De ce podcast très riche, on a fait une playlist loin d’être exhaustive, pour n’en pas dévoiler toutes les pépites, chaque morceau étant commenté par ceux qui les ont programmés dans un grand mix sans ordre ni chronologie. Alors, bon voyage dans la sono mondiale !
Laurie Anderson, O Superman
Thierry Planelle : “Un classique Nova ? Ça dépend vraiment des périodes, quelque part. Moi, je peux te dire que j’ai été marqué par le O Superman de Laurie Anderson par exemple. Pourquoi ? Parce que c’est un ovni, un truc qui tombait : j’ai pas compris d’où ça arrivait et en même temps la radio s’en est emparé pour en faire une signature.”
Talking Heads, Once In A Lifetime
Sébastien Boyer Chammard : “Je pense à un morceau qui symbolise vraiment bien cette radio parce qu’il fait le lien entre les années 1980 et 1990 : Talking Heads, Once In A Lifetime.”
Thierry Planelle : “David Byrne, il venait à Paris, il venait à la radio incognito et on lui faisait des cassettes. Il repartait avec les cassettes. Il arrivait, il allait voir Jean-François, et puis il descendait à la radio.”
Bonga, Mona Ki Ngi Xica
Loïc Dury : “Y a un morceau simple, c’est Bonga, Mona Ki Ngi Xica, ce morceau de Bonga, d’abord, c’est le premier morceau de world que j’ai programmé. Ce morceau me pète la tête direct. Pour moi, Bonga, c’était crossover et en même temps c’était super roots.”

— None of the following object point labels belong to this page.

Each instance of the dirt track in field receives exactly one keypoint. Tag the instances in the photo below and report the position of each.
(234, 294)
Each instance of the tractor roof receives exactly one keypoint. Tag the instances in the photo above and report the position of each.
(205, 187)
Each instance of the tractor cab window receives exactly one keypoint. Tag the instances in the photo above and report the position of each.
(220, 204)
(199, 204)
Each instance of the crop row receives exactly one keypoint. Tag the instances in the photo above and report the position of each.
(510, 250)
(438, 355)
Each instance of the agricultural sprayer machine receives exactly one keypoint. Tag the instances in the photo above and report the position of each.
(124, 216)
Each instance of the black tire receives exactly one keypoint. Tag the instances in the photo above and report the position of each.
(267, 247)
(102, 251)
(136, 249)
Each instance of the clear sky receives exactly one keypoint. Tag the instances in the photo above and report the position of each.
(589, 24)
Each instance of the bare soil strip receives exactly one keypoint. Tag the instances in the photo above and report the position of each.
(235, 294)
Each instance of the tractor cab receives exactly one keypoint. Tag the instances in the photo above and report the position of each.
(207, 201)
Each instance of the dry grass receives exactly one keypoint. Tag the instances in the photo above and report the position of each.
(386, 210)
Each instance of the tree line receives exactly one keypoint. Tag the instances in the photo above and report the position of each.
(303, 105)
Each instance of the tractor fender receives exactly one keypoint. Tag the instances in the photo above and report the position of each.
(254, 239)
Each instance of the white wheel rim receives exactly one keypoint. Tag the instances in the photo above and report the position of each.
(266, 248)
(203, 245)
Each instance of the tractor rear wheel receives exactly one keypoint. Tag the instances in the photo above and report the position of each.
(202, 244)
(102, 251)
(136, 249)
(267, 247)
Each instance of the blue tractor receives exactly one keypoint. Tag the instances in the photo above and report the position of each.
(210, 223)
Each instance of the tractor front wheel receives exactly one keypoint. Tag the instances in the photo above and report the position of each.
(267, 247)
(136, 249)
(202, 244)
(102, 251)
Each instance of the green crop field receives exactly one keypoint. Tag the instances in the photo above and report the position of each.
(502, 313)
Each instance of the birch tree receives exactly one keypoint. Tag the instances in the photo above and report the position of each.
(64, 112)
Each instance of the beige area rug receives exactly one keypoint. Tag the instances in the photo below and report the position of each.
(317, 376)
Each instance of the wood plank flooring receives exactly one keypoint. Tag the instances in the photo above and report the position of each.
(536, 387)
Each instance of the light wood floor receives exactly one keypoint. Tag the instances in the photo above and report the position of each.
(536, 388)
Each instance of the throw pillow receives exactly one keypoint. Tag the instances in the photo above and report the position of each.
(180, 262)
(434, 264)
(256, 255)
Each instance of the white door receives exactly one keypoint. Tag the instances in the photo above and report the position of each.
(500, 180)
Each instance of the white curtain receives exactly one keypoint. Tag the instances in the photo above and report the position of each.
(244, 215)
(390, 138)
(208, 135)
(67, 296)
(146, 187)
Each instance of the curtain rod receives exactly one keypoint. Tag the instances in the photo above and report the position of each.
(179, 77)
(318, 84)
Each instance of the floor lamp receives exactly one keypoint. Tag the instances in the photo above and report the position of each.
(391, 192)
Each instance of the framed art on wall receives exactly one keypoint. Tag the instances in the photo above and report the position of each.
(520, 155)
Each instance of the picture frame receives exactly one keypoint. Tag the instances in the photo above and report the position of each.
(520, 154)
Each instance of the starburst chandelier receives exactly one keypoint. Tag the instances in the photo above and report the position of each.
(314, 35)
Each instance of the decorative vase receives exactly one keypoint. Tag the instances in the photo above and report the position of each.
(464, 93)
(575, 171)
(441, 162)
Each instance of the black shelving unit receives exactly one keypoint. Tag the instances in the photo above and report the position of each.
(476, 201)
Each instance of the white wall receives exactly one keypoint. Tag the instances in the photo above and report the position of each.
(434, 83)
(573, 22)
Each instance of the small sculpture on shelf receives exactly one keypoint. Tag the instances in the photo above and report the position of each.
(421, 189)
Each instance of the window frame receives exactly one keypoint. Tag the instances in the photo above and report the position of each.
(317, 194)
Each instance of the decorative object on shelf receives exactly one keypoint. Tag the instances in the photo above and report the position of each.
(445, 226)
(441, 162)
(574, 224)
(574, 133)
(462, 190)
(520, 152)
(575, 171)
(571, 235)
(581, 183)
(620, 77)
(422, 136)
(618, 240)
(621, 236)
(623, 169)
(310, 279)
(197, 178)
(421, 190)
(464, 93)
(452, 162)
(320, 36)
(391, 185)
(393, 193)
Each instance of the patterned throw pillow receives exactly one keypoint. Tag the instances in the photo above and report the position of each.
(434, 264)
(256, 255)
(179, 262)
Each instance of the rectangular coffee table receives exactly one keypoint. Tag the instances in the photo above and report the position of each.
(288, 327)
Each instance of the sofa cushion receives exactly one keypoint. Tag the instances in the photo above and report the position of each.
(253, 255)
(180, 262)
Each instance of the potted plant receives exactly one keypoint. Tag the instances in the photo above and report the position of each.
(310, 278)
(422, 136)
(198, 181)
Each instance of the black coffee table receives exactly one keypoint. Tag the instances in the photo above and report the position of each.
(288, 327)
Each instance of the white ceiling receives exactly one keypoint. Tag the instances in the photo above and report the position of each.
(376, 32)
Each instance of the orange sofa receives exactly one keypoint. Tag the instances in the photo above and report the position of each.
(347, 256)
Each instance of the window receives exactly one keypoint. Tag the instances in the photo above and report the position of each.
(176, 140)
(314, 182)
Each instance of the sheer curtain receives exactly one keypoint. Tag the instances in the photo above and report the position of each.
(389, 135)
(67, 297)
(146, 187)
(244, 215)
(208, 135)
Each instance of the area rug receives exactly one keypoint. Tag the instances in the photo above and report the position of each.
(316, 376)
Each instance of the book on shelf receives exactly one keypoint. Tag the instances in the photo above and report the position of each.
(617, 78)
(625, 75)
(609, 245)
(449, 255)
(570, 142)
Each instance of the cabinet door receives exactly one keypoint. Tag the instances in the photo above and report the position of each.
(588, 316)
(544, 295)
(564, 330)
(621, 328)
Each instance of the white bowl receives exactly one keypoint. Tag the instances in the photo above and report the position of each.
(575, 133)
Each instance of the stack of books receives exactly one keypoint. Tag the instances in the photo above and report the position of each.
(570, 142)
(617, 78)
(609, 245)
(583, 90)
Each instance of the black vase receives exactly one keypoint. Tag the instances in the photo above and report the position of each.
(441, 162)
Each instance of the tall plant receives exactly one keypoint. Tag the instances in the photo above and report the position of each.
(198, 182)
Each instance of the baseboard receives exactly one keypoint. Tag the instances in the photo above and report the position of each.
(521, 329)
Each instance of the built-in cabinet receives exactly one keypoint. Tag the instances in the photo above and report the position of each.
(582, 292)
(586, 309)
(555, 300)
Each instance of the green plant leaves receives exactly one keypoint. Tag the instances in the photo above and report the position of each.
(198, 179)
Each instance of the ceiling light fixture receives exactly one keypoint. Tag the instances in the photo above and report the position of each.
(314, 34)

Funky Shammy, My Shammy Six
Benoit de Vilmorin : “C’est un morceau, je sais plus comment j’ai trouvé le skeud. Est-ce que c’est Bintou [Simporé, lire ci-dessous] qui me l’a filé ou est-ce que… ? C’était un mini CD présenté dans une pochette genre plastique et carton, le morceau fait 16 minutes 50 et moi je l’avais réduit à trois minutes. Dès que ça passait à l’antenne, le standard explosait, les mecs voulaient savoir ce que c’était, on n’a jamais pu savoir parce que c’était marqué en japonais. Tout ça, pour moi, c’est typiquement Nova, c’est-à-dire que c’est le truc qui sort de nulle part, tu le mets à l’antenne et, tout à coup, c’est l’explosion.”

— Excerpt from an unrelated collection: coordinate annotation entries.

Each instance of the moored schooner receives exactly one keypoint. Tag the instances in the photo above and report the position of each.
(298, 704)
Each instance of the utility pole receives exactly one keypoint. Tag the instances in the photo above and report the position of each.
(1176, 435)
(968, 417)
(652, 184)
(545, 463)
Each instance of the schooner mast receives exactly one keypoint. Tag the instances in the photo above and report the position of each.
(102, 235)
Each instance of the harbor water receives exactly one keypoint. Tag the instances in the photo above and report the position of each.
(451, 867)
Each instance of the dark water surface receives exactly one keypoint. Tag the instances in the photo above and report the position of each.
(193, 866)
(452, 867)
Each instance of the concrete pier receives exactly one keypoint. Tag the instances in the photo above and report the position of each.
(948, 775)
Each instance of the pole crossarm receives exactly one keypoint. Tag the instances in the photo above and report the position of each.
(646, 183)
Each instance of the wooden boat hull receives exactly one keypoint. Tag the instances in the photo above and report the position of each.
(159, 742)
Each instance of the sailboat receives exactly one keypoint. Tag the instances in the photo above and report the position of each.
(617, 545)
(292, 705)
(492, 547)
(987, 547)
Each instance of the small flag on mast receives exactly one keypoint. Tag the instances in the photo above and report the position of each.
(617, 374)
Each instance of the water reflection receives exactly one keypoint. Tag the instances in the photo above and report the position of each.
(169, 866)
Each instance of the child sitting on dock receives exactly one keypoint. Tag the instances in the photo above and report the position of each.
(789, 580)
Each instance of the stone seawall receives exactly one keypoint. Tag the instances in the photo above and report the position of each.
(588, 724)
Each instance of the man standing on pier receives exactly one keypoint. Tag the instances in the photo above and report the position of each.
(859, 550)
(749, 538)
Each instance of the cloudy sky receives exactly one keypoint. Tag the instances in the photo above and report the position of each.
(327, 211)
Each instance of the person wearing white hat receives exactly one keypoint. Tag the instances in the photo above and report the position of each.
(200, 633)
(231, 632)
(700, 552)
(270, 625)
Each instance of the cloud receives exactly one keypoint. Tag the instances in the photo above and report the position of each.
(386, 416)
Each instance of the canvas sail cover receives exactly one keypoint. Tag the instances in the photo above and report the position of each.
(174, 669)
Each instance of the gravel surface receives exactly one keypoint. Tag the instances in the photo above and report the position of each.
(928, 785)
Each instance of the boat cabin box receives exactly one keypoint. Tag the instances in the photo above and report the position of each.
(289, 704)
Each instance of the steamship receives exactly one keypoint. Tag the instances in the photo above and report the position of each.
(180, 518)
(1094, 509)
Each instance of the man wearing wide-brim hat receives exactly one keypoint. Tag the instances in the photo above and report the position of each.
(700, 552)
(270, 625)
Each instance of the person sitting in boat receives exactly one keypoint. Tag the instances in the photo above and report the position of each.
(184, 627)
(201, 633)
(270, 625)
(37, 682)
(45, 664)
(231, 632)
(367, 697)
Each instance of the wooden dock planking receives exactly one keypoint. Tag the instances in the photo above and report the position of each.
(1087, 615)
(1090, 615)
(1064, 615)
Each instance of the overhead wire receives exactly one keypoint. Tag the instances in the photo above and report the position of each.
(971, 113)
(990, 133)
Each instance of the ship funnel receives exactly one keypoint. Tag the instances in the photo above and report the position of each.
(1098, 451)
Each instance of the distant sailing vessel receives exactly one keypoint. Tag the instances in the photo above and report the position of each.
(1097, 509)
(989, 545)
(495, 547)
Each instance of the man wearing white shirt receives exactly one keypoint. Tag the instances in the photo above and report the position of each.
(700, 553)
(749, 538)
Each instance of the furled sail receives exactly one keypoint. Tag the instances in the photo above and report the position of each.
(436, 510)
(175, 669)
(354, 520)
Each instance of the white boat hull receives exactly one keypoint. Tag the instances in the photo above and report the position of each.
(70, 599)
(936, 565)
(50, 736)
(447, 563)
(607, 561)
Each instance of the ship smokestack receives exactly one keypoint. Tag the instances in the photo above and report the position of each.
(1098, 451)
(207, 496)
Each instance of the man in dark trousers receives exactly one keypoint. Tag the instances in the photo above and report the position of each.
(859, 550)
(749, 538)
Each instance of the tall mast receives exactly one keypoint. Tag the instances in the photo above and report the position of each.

Brigitte Fontaine, Comme à la radio
Laurent Garnier : “Y a un morceau de Brigitte Fontaine que j’ai jamais retrouvé. Je l’ai entendu un jour, j’étais en bagnole, j’écoutais Nova et y a des espèces de bruits d’animaux au début, quand je suis arrivé à la prog’, je me suis fait tout ce qu’il y avait dans l’ordi qui tournait à l’époque et tout ce qu’il y avait au placard. Donc j’ai dû écouter, je sais pas un millier de morceaux pour retrouver ce putain de morceau de Brigitte Fontaine que je n’ai jamais retrouvé.”
Ziad Rahbani, Abu Ali
Loïc Dury : “Y a un autre morceau qui symbolise Nova, mais c’est l’anecdote que j’aime sur ce morceau, c’est Ziad Rahbani, Abu Ali. Un jour, Jean-François arrive avec une bande. Y a juste marqué Abu Ali et il nous fait écouter cette bande. On devient comme fous, c’est une espèce de funk arabisant et tout, et on appelle ça Shaft à Beyrouth. On n’a aucune idée de ce que c’est que ce disque.”
Gang Starr, Full Clip
Maxime Guiguet : “Dans le rayon hip-hop, j’irais chercher un morceau de Gang Starr, Full Clip, produit par DJ Premier. À l’époque, c’était à l’antenne, c’est le morceau qui nous faisait lever les bras quand on allait en soirée et puis c’est un morceau qu’on entendait à la radio. Il matchait parfaitement avec le son Nova.”
KRS One, MC’s Act Like They Don’t Know
Émilien Aumard : “KRS One, ça synthétise beaucoup de choses du hip-hop. Évidemment, on peut parler du Wu-Tang, on peut parler de NTM, on peut parler de tout mais si on doit retenir les gros MC qui ont fondé le bordel, même si c’était pas les premiers… KRS One, pour moi, c’est énormissime.”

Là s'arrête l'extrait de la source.